Well, not quite. It turns out that SSLContext expects to get an array of TrustManagers.

init(KeyManager[] km, TrustManager[] tm, SecureRandom random)

We don't need KeyManagers at all and the random seed can be generated from a method in java.security. What we do need is an array of TrustManagers with one TrustyTrustManager object in it. Once this is assembled, init() can be called correctly and the SSLSocketFactory obtained.

There you are! It's as simple as rocket science, but not as hard as brain surgery.

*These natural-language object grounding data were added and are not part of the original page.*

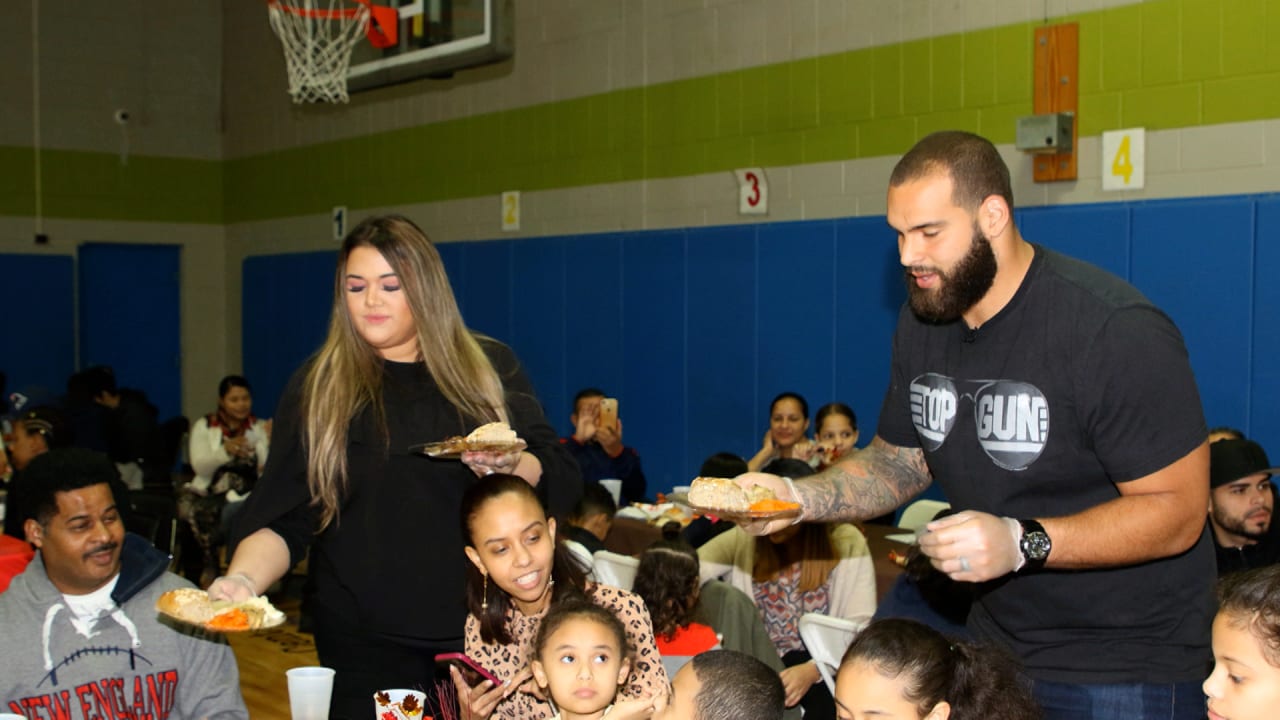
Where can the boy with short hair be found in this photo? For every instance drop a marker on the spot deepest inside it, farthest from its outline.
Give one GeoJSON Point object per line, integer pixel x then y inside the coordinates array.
{"type": "Point", "coordinates": [723, 684]}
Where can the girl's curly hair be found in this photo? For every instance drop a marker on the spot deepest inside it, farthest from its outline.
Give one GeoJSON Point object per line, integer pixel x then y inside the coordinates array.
{"type": "Point", "coordinates": [1251, 600]}
{"type": "Point", "coordinates": [668, 582]}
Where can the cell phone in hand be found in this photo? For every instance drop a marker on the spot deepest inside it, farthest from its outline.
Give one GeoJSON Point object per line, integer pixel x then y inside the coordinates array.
{"type": "Point", "coordinates": [608, 417]}
{"type": "Point", "coordinates": [472, 674]}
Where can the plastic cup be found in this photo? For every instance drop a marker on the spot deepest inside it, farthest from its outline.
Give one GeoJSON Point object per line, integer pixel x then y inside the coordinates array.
{"type": "Point", "coordinates": [396, 697]}
{"type": "Point", "coordinates": [615, 488]}
{"type": "Point", "coordinates": [310, 689]}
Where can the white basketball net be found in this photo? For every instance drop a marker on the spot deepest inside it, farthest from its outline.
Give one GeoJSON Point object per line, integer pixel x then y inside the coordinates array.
{"type": "Point", "coordinates": [318, 37]}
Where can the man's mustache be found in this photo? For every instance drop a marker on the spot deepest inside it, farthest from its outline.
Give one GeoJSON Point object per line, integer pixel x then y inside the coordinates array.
{"type": "Point", "coordinates": [108, 547]}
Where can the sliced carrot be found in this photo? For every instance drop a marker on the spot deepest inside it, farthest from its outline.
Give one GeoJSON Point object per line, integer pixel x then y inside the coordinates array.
{"type": "Point", "coordinates": [233, 619]}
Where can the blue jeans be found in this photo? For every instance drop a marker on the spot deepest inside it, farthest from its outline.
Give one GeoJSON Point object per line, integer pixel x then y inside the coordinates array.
{"type": "Point", "coordinates": [1124, 701]}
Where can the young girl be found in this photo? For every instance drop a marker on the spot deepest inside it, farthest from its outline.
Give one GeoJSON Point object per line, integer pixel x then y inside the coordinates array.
{"type": "Point", "coordinates": [668, 583]}
{"type": "Point", "coordinates": [903, 669]}
{"type": "Point", "coordinates": [580, 659]}
{"type": "Point", "coordinates": [789, 420]}
{"type": "Point", "coordinates": [837, 432]}
{"type": "Point", "coordinates": [516, 573]}
{"type": "Point", "coordinates": [1246, 679]}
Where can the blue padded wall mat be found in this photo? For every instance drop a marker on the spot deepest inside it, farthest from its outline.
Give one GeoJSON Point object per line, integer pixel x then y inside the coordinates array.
{"type": "Point", "coordinates": [39, 346]}
{"type": "Point", "coordinates": [286, 304]}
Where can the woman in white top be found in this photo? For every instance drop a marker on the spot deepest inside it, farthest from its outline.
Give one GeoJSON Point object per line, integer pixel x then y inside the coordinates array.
{"type": "Point", "coordinates": [227, 450]}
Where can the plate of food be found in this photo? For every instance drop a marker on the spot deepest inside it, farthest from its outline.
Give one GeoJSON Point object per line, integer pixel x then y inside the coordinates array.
{"type": "Point", "coordinates": [725, 499]}
{"type": "Point", "coordinates": [493, 437]}
{"type": "Point", "coordinates": [193, 607]}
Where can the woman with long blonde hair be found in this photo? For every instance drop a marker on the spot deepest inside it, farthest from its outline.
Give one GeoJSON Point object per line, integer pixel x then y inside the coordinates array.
{"type": "Point", "coordinates": [398, 368]}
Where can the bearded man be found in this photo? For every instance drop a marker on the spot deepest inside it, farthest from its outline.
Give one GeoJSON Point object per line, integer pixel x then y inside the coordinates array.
{"type": "Point", "coordinates": [1242, 500]}
{"type": "Point", "coordinates": [1056, 408]}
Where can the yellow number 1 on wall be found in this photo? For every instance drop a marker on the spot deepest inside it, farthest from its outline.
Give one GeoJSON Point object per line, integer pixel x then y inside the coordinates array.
{"type": "Point", "coordinates": [1124, 154]}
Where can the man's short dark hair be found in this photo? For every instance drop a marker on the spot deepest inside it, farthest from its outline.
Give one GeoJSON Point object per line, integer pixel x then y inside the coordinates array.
{"type": "Point", "coordinates": [976, 167]}
{"type": "Point", "coordinates": [595, 500]}
{"type": "Point", "coordinates": [586, 392]}
{"type": "Point", "coordinates": [63, 470]}
{"type": "Point", "coordinates": [734, 684]}
{"type": "Point", "coordinates": [787, 468]}
{"type": "Point", "coordinates": [722, 465]}
{"type": "Point", "coordinates": [99, 379]}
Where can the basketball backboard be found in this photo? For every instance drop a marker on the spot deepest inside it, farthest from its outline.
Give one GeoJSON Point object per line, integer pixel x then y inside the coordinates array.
{"type": "Point", "coordinates": [435, 39]}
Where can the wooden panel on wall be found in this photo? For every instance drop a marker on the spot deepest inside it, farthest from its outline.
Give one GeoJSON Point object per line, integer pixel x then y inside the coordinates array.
{"type": "Point", "coordinates": [1192, 259]}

Some advanced Java coders will probably decry this code as cheating. It's not very OO to manhandle an existing class like this. Surely, there must be a way to subclass JSSESocketFactory and override the behavior of initFactory() more cleanly. The answer is "yes," but that means finding all those places that instantiate JSSESocketFactory objects and subclassing those classes. And, of course, you can see how this subclassing will quickly ripple through the entire object heirarchy of Axis to destroy all my free time. In Perl, I might have simply poked through the package namespace at some point to overwrite initFactory(). I'm not aware how to do that in Java effectively, but I welcome your suggestions.

UPDATE: For additional information on doing this with Apache's XML-RPC lib for Java, check this out. I think this technique may work with axis too, since it is built of the standard Sun SSL stuff. But, I haven't tried.